Old home, new gnome-shell; no login

Context : I multi-boot different GNU/Linux-based operating systems with a shared $HOME mount partition. My current list is : Debian, Ubuntu, Solus, Fedora.

Last week, I re-installed both Ubuntu and Fedora to the latest releases. Since then I haven’t been able to login to the wayland sessions on either OSes. Xorg session on ubuntu works but not on Fedora. Both OSes run the latest GNOME Shell 3.36.1

This affects only my primary user ( the only one that exists and the only one that I use ) on the system. For testing purposes, I created another test user who is able to login to their wayland session without any issues.
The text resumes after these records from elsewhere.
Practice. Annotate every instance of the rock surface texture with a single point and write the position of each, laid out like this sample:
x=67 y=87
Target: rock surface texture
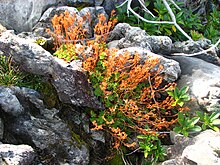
x=40 y=127
x=71 y=84
x=23 y=15
x=16 y=154
x=203 y=78
x=61 y=134
x=202 y=149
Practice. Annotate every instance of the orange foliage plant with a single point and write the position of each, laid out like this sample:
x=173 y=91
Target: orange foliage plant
x=133 y=93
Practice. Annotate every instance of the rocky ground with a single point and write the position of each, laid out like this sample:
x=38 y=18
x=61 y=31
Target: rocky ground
x=33 y=133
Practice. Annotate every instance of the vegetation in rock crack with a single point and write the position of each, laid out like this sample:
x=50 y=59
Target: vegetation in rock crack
x=137 y=106
x=10 y=75
x=192 y=124
x=189 y=21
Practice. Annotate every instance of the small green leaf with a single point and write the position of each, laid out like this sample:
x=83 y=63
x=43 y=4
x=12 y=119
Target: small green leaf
x=204 y=127
x=184 y=90
x=216 y=122
x=177 y=129
x=176 y=93
x=180 y=103
x=145 y=153
x=185 y=97
x=195 y=129
x=201 y=115
x=98 y=92
x=214 y=115
x=181 y=118
x=193 y=121
x=214 y=128
x=185 y=133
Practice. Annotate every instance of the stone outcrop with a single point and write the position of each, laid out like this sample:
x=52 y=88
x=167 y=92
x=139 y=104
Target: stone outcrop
x=16 y=154
x=203 y=78
x=29 y=122
x=190 y=47
x=136 y=37
x=68 y=79
x=202 y=149
x=23 y=15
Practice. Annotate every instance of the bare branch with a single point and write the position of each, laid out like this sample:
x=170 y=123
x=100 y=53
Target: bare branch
x=175 y=4
x=173 y=17
x=198 y=53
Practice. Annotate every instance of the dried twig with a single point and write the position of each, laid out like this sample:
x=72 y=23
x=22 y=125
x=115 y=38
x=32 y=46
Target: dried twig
x=173 y=22
x=198 y=53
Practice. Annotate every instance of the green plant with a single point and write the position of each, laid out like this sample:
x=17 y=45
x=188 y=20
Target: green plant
x=9 y=75
x=66 y=52
x=196 y=35
x=212 y=28
x=210 y=121
x=132 y=92
x=151 y=146
x=187 y=124
x=180 y=96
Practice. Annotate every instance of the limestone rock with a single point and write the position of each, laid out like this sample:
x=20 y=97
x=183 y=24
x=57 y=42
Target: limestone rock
x=202 y=149
x=203 y=78
x=189 y=47
x=135 y=37
x=42 y=128
x=69 y=81
x=171 y=69
x=9 y=102
x=23 y=15
x=17 y=154
x=1 y=129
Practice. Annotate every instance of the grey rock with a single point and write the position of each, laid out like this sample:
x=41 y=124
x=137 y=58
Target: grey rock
x=189 y=47
x=1 y=129
x=9 y=102
x=171 y=69
x=69 y=81
x=92 y=20
x=88 y=23
x=135 y=37
x=203 y=78
x=2 y=29
x=16 y=154
x=202 y=149
x=28 y=12
x=89 y=2
x=42 y=128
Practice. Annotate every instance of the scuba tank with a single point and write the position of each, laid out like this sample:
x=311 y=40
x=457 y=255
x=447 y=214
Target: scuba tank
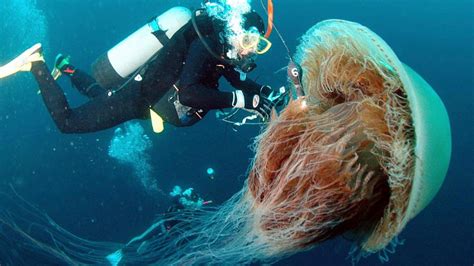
x=113 y=67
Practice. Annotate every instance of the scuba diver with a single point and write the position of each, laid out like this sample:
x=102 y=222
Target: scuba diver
x=168 y=70
x=141 y=245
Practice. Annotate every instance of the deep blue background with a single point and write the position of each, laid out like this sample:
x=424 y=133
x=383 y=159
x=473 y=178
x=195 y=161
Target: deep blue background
x=72 y=178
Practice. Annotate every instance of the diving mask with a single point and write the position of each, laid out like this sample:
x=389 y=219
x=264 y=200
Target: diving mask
x=252 y=42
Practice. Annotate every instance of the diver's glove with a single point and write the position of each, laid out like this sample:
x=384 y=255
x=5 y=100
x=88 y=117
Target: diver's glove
x=252 y=102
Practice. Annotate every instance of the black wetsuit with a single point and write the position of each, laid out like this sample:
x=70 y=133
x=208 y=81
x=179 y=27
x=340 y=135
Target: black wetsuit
x=184 y=63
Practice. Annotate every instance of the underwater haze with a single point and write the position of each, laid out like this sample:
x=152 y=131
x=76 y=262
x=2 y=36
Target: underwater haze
x=110 y=185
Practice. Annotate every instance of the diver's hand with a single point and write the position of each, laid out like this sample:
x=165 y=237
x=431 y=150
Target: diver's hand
x=255 y=103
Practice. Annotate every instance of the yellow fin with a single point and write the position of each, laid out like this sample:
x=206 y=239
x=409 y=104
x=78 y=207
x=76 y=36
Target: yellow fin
x=22 y=62
x=156 y=122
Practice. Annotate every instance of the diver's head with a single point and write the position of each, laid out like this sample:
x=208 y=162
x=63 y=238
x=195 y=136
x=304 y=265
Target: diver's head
x=240 y=30
x=248 y=42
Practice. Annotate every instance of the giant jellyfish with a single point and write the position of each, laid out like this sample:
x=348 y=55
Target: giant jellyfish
x=360 y=154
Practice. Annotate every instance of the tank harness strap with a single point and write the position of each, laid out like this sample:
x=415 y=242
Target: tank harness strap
x=162 y=37
x=158 y=32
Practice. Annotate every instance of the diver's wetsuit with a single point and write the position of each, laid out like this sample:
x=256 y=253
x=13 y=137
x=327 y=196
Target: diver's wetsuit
x=183 y=62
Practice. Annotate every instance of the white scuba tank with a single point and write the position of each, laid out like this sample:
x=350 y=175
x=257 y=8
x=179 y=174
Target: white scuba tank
x=113 y=67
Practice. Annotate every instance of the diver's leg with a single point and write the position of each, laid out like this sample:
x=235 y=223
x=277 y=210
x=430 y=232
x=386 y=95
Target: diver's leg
x=104 y=111
x=86 y=84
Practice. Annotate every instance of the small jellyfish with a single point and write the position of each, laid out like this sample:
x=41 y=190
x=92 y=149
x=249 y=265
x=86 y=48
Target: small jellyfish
x=210 y=173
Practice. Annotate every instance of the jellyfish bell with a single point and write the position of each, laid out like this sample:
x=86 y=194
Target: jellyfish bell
x=351 y=74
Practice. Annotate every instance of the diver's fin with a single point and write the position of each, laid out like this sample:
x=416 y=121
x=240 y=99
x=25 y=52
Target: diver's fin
x=156 y=122
x=115 y=257
x=23 y=61
x=61 y=62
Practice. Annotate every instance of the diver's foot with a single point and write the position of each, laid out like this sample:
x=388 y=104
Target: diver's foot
x=62 y=65
x=23 y=62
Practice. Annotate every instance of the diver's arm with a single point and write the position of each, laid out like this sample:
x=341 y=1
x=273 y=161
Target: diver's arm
x=104 y=111
x=191 y=90
x=246 y=85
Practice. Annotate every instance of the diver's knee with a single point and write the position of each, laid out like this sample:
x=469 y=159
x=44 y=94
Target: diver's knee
x=185 y=98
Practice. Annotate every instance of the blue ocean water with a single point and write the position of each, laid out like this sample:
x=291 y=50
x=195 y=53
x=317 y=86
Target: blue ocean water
x=75 y=181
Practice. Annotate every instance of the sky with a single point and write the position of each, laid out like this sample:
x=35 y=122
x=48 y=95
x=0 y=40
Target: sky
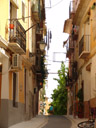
x=55 y=18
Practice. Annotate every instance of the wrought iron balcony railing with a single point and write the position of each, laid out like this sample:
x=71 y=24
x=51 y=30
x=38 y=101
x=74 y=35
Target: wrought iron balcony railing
x=17 y=37
x=69 y=47
x=84 y=46
x=73 y=7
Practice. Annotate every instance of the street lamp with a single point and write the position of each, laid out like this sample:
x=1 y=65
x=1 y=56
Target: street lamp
x=42 y=45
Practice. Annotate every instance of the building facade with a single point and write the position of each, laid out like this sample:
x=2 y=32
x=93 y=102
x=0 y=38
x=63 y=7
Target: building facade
x=82 y=54
x=19 y=80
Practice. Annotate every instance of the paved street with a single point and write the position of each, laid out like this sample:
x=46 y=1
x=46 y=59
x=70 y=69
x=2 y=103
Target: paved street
x=58 y=122
x=49 y=122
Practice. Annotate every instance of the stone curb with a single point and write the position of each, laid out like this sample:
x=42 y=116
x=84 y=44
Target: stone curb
x=33 y=123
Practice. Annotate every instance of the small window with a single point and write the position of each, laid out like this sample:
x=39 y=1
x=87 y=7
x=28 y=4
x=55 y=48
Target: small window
x=23 y=11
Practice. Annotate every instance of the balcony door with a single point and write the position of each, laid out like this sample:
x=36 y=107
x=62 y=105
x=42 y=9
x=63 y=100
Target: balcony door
x=87 y=35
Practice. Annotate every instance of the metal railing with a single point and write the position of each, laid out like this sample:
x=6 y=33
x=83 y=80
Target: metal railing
x=84 y=44
x=73 y=6
x=17 y=34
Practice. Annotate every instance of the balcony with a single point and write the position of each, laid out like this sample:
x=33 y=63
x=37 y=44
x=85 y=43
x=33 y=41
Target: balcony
x=70 y=47
x=15 y=3
x=80 y=8
x=75 y=30
x=36 y=11
x=17 y=37
x=71 y=9
x=84 y=47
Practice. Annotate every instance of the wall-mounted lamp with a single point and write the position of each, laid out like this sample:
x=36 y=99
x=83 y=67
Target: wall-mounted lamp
x=42 y=45
x=42 y=48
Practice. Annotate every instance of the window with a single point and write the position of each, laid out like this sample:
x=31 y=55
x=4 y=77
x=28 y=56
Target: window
x=14 y=89
x=23 y=11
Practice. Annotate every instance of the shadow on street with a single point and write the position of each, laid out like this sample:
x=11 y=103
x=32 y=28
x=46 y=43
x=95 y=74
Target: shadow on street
x=55 y=121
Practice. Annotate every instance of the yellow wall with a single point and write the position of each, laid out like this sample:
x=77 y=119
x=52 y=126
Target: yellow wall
x=21 y=86
x=4 y=12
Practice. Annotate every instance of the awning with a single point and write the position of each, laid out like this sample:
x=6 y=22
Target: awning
x=68 y=26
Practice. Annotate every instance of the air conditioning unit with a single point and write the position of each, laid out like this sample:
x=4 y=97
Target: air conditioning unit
x=16 y=62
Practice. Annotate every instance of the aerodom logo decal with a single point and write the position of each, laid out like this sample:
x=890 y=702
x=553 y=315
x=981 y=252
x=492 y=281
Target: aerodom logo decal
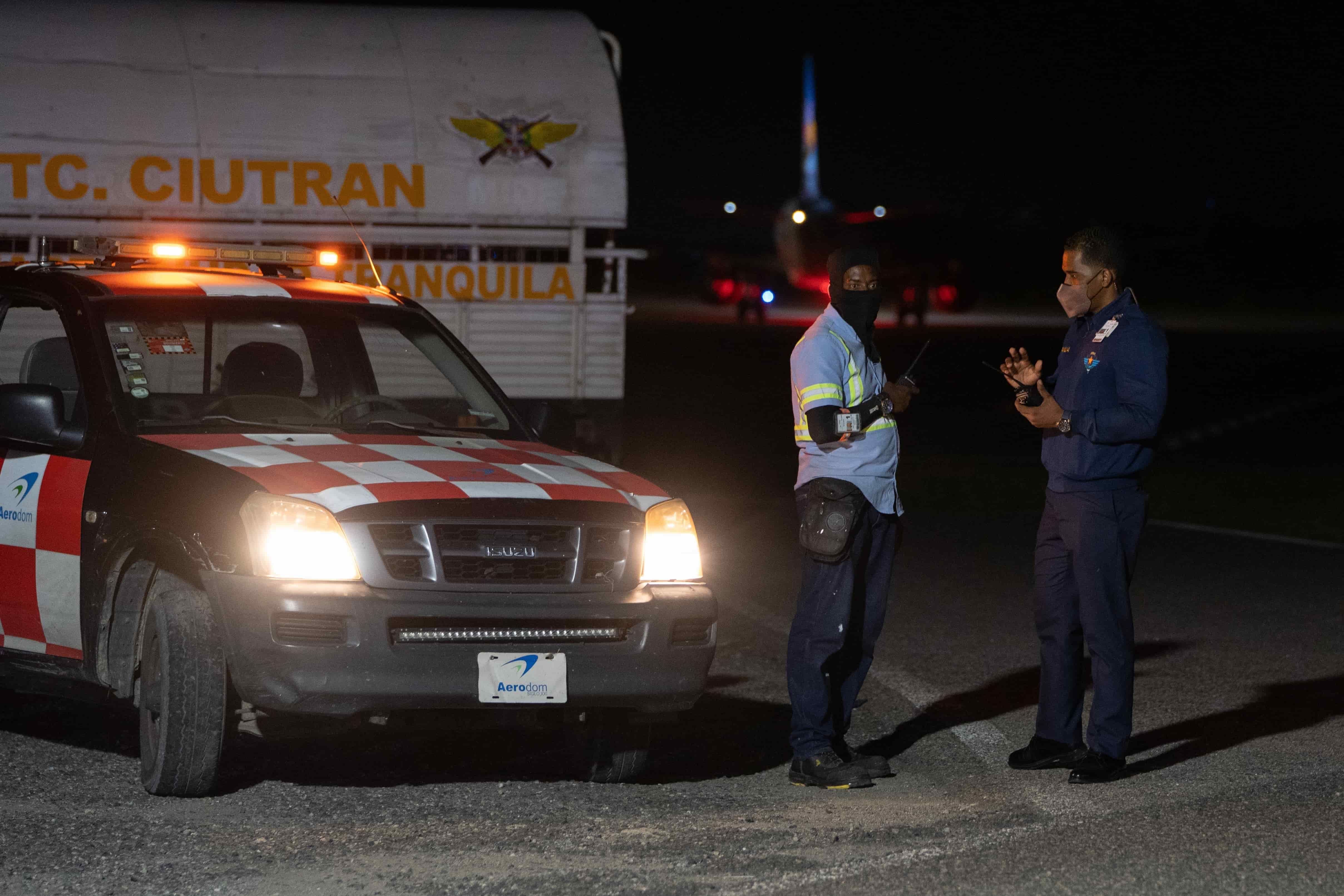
x=521 y=667
x=23 y=485
x=19 y=490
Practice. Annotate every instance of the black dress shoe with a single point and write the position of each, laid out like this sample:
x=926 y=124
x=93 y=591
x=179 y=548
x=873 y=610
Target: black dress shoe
x=828 y=770
x=1097 y=769
x=1044 y=753
x=876 y=766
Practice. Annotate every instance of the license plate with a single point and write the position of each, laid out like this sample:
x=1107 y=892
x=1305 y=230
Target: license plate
x=522 y=678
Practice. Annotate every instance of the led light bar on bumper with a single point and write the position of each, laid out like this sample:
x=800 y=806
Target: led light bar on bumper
x=671 y=550
x=293 y=539
x=498 y=635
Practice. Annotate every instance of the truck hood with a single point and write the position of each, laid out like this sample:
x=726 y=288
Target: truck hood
x=346 y=471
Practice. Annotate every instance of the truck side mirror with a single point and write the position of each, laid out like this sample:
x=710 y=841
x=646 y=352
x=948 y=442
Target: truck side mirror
x=33 y=414
x=538 y=416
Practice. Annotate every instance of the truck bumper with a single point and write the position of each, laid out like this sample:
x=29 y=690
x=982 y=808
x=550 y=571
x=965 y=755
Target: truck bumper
x=361 y=668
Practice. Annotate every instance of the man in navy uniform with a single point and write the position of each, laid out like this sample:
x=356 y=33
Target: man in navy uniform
x=1100 y=414
x=843 y=424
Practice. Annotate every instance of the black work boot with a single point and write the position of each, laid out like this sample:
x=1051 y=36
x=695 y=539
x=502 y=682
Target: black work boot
x=874 y=765
x=1097 y=769
x=1044 y=753
x=828 y=770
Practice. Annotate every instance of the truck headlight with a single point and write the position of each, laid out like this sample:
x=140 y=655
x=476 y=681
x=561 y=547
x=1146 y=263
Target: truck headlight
x=293 y=539
x=671 y=550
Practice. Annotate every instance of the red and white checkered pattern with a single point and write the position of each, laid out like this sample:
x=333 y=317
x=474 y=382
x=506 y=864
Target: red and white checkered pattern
x=346 y=471
x=218 y=283
x=39 y=553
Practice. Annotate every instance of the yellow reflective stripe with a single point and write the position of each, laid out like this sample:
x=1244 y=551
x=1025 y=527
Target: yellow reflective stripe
x=855 y=378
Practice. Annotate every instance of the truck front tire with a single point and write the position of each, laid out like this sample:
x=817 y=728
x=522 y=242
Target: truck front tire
x=182 y=691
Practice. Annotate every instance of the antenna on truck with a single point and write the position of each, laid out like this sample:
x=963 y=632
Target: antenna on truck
x=367 y=255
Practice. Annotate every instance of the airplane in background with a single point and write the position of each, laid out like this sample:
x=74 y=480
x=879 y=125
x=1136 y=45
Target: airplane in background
x=913 y=242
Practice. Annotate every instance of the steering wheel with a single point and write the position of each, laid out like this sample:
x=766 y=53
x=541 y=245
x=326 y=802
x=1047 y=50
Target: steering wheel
x=337 y=413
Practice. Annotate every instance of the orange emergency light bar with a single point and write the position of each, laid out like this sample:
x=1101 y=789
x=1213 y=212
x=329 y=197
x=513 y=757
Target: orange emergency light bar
x=120 y=248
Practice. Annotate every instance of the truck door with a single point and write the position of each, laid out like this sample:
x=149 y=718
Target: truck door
x=41 y=495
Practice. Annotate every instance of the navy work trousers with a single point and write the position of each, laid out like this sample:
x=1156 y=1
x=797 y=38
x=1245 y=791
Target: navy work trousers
x=835 y=629
x=1085 y=559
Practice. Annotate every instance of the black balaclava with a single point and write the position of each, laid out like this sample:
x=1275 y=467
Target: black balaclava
x=858 y=307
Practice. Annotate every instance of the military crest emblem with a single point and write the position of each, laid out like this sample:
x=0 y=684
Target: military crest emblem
x=517 y=139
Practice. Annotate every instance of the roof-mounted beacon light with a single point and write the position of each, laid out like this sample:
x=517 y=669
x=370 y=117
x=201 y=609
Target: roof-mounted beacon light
x=271 y=260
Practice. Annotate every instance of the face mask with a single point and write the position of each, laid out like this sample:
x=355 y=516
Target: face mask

Looking at the journal, I found this weirdness when I attempted to login with my primary user.
ubuntu :

Apr 30 02:09:13 /usr/lib/gdm3/gdm-wayland-session[9811]: grep: unrecognized option '--session=ubuntu'
Apr 30 02:09:13 /usr/lib/gdm3/gdm-wayland-session[9811]: Usage: grep [OPTION]... PATTERNS [FILE]...
Apr 30 02:09:13 /usr/lib/gdm3/gdm-wayland-session[9811]: Try 'grep --help' for more information.
Apr 30 02:09:13 dbus-daemon[9378]: [session uid=1000 pid=9378] Activating via systemd: service name='org.gtk.vfs.Daemon' unit='gvfs-daemon.service' requested by ':1.2' (uid=1000 pid=9798 comm="/usr/libexec/gnome-session-binary --systemd -l --s" label="unconfined")
Apr 30 02:09:13 systemd[6023]: Starting Virtual filesystem service...
Apr 30 02:09:13 dbus-daemon[9378]: [session uid=1000 pid=9378] Successfully activated service 'org.gtk.vfs.Daemon'
Apr 30 02:09:13 systemd[6023]: Started Virtual filesystem service.
Apr 30 02:09:13 gnome-session-b[9798]: Unknown option -l
Apr 30 02:09:13 gdm-password][9736]: pam_unix(gdm-password:session): session closed for user shine
Apr 30 02:09:13 gdm3[932]: GdmDisplay: Session never registered, failing

fedora

Apr 29 23:50:37 systemd[1]: Started Session 7 of user shine.
Apr 29 23:50:37 gdm-password][3445]: pam_unix(gdm-password:session): session opened for user shine by (uid=0)
Apr 29 23:50:37 gdm-password][3445]: gkr-pam: gnome-keyring-daemon started properly and unlocked keyring
Apr 29 23:50:37 audit[3445]: USER_START pid=3445 uid=0 auid=1000 ses=7 subj=system_u:system_r:xdm_t:s0-s0:c0.c1023 msg='op=PAM:session_open grantors=pam_selinux,pam_loginuid,pam_selinux,pam_keyinit,pam_namespace,pam_keyinit,pam_limits,pam_systemd,pam_unix,pam_gnome_keyring,pam_umask acct="shine" exe="/usr/libexec/gdm-session-worker" hostname=divine-inifinty-black-hole-gamma-lap addr=? terminal=/dev/tty4 res=success'
Apr 29 23:50:37 audit[3445]: USER_LOGIN pid=3445 uid=0 auid=1000 ses=7 subj=system_u:system_r:xdm_t:s0-s0:c0.c1023 msg='uid=1000 exe="/usr/libexec/gdm-session-worker" hostname=? addr=? terminal=? res=success'
Apr 29 23:50:37 gnome-session-b[3483]: Unknown option -l
Apr 29 23:50:37 gdm-password][3445]: pam_unix(gdm-password:session): session closed for user shine

What is that Unknown option -l that is thrown by gnome-session-b[inary]?
I looked very hard to find any reference to a -l flag on the internet, but couldn’t find any. Even my Debian buster install ( GNOME Shell 3.30.2 ) doesn’t have it.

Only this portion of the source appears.